Producing the deliverables
There’s an important step to take before digging into the deliverables — making sure files are correct and the measurements accurate when uploading into LP360.
“We’ll be able to generate a ground surface, .las point cloud that contains millions of points across some 700 acres,” Beckwith said. “It will be almost infinitely more than you would ever be able to gather with a traditional surveying crew.”
Once the check is complete, the first step is to run the data through PPK (post processed kinematic) processing to adjust for accuracy using corrections from the base station.
The next steps in the classification and quality control process:
- Analyze and create the flight lines
- Turn the flight lines into TrueView trajectories
- Geocode LiDAR to produce the point cloud
It was then time for Beckwith to move on to the deliverable phase. First, he used the LP360 to extract a contour surface from the LiDAR point cloud.
“LP360 makes this extremely easy,” he said. “You can do a couple hundred acres in a minute or two.”
Once complete, Beckwith exports the data into civil engineering computer-aided (CAD) 3D design software that, among other uses, can help verify classification. For example, the CAD program at one point showed a pyramiding of contour lines that seemed to indicate about a 40-foot change in elevation on a property that was relatively flat.
Beckwith knows this is vegetation that needs to be unclassified. He goes back to LP360, zooms into the area that showed the pyramiding and, with a few clicks of the mouse, corrects the file. He reviews the rest of the file for any other inconsistencies.
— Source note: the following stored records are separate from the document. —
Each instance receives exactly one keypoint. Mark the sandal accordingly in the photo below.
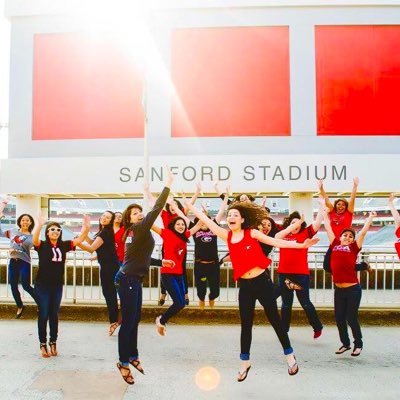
(128, 378)
(342, 349)
(243, 375)
(53, 348)
(294, 369)
(43, 349)
(136, 364)
(112, 328)
(356, 351)
(291, 285)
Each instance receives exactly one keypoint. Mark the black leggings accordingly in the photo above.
(259, 288)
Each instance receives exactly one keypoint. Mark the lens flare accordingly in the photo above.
(207, 378)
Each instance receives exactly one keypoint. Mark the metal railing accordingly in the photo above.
(381, 286)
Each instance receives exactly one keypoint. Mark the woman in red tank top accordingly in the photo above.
(249, 267)
(341, 211)
(343, 258)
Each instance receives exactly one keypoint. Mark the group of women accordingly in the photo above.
(124, 245)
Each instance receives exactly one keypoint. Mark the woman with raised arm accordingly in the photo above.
(104, 245)
(341, 211)
(49, 281)
(139, 245)
(294, 272)
(344, 251)
(20, 256)
(175, 238)
(396, 217)
(249, 265)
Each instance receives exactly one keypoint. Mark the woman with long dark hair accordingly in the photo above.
(249, 264)
(139, 245)
(104, 245)
(50, 277)
(20, 257)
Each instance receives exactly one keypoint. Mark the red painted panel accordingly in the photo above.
(358, 80)
(231, 81)
(84, 88)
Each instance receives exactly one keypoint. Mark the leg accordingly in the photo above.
(43, 299)
(200, 280)
(353, 304)
(176, 289)
(13, 278)
(304, 299)
(340, 302)
(287, 302)
(107, 275)
(129, 293)
(26, 278)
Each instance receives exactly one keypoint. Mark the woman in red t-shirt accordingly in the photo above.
(341, 212)
(175, 239)
(343, 258)
(249, 268)
(293, 266)
(396, 217)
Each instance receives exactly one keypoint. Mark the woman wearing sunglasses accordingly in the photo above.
(50, 278)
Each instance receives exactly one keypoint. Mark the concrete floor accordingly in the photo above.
(85, 367)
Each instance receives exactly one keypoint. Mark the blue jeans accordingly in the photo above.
(48, 300)
(347, 302)
(175, 286)
(17, 268)
(130, 294)
(304, 299)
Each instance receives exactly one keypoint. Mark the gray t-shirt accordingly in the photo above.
(21, 244)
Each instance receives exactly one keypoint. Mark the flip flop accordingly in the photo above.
(136, 364)
(127, 378)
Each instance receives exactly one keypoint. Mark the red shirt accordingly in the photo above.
(343, 262)
(246, 254)
(339, 222)
(295, 261)
(119, 244)
(174, 249)
(397, 244)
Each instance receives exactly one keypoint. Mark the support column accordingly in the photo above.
(30, 204)
(302, 202)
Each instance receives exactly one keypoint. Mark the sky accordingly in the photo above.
(4, 73)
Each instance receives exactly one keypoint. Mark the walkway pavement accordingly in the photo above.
(85, 367)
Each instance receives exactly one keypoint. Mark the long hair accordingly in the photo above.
(126, 219)
(171, 226)
(287, 221)
(252, 213)
(108, 227)
(49, 225)
(31, 226)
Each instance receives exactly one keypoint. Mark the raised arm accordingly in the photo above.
(256, 234)
(353, 195)
(222, 208)
(84, 232)
(40, 221)
(292, 227)
(361, 235)
(320, 215)
(220, 232)
(393, 210)
(328, 228)
(324, 195)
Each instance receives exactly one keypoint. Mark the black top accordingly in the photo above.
(107, 252)
(139, 243)
(52, 262)
(206, 247)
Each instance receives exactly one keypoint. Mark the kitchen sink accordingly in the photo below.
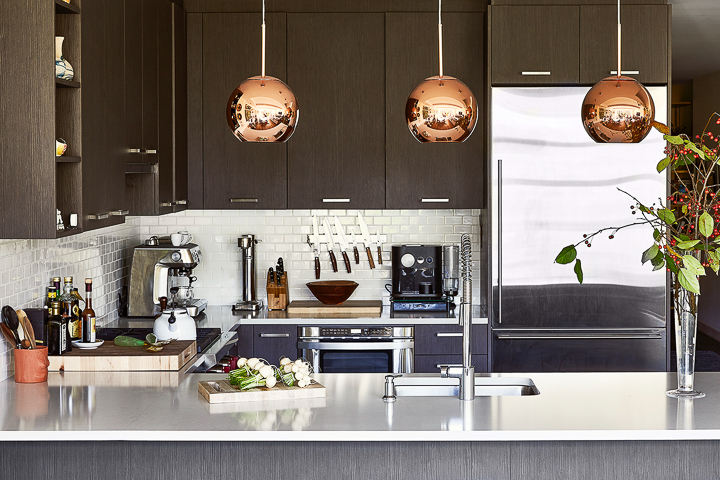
(436, 386)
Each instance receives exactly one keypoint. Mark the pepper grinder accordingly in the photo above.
(248, 301)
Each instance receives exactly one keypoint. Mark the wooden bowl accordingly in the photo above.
(332, 292)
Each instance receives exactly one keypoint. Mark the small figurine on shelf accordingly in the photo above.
(60, 224)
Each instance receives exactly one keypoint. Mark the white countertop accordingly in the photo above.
(167, 407)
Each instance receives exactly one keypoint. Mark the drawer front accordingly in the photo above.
(429, 363)
(447, 339)
(271, 342)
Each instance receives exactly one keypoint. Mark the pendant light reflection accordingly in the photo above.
(264, 108)
(442, 108)
(618, 109)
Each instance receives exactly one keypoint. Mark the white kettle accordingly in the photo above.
(175, 324)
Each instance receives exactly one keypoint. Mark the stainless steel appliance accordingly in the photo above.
(358, 349)
(248, 300)
(157, 267)
(550, 183)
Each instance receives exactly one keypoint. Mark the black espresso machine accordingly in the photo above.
(424, 277)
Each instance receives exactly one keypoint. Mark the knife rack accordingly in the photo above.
(277, 293)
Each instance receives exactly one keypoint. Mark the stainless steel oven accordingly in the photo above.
(358, 349)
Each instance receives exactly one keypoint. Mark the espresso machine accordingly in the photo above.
(157, 269)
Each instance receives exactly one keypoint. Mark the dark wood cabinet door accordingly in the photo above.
(535, 40)
(644, 42)
(270, 342)
(336, 66)
(240, 175)
(103, 115)
(448, 175)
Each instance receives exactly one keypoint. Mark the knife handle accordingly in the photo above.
(333, 260)
(347, 261)
(372, 262)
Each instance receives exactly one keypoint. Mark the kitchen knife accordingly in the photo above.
(357, 255)
(328, 242)
(316, 247)
(344, 245)
(366, 238)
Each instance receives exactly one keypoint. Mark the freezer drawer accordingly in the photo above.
(579, 351)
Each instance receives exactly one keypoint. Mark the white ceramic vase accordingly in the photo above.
(63, 69)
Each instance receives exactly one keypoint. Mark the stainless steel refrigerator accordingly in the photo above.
(551, 183)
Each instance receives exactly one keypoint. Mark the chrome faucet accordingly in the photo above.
(466, 371)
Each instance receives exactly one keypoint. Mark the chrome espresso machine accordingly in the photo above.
(157, 269)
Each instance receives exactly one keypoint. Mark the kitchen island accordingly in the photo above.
(581, 425)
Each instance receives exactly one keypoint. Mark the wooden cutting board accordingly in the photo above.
(370, 308)
(222, 392)
(110, 357)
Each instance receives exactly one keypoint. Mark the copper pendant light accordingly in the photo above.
(618, 109)
(442, 108)
(262, 109)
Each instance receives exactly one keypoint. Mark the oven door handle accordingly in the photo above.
(395, 345)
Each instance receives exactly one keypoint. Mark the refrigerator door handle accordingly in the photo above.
(499, 241)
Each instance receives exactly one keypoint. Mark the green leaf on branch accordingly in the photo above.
(706, 224)
(662, 165)
(650, 253)
(578, 270)
(689, 281)
(566, 255)
(666, 216)
(687, 244)
(693, 265)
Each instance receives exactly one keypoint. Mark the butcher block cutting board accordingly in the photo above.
(350, 308)
(222, 392)
(111, 357)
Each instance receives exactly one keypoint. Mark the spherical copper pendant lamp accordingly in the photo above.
(264, 108)
(442, 108)
(618, 109)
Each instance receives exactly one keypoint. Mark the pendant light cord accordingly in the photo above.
(262, 74)
(440, 34)
(619, 40)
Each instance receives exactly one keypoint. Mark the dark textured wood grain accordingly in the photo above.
(532, 38)
(233, 169)
(338, 150)
(427, 341)
(644, 42)
(180, 113)
(414, 170)
(195, 110)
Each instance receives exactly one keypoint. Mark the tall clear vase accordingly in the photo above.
(685, 304)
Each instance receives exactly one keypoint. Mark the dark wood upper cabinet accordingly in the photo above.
(644, 42)
(430, 175)
(336, 67)
(238, 175)
(535, 44)
(103, 165)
Satisfied with the quality of the surface, Beckwith imports the orthomosaic file to place under the surface. He runs another check to make sure the contour lines match up with what he’s seeing in the orthomosaic.
Once the file is saved in CAD, Beckwith is ready to send the finished product to the project manager.
“We were able to generate an extremely high-definition orthomosaic photo, which allows you to zoom in and almost read someone’s license plate from 250 feet in the air,” Beckwith said.
He also produced the ground surface, .las point cloud that included more than 70 million points.
“To do a heavily vegetated area with marsh wetlands would take weeks with a traditional field crews,” Beckwith said.
“Our UAS operations department was able to use the TrueView 635 in conjunction with LP360 to complete the survey in three days, including planning, operations, processing and deliverables.”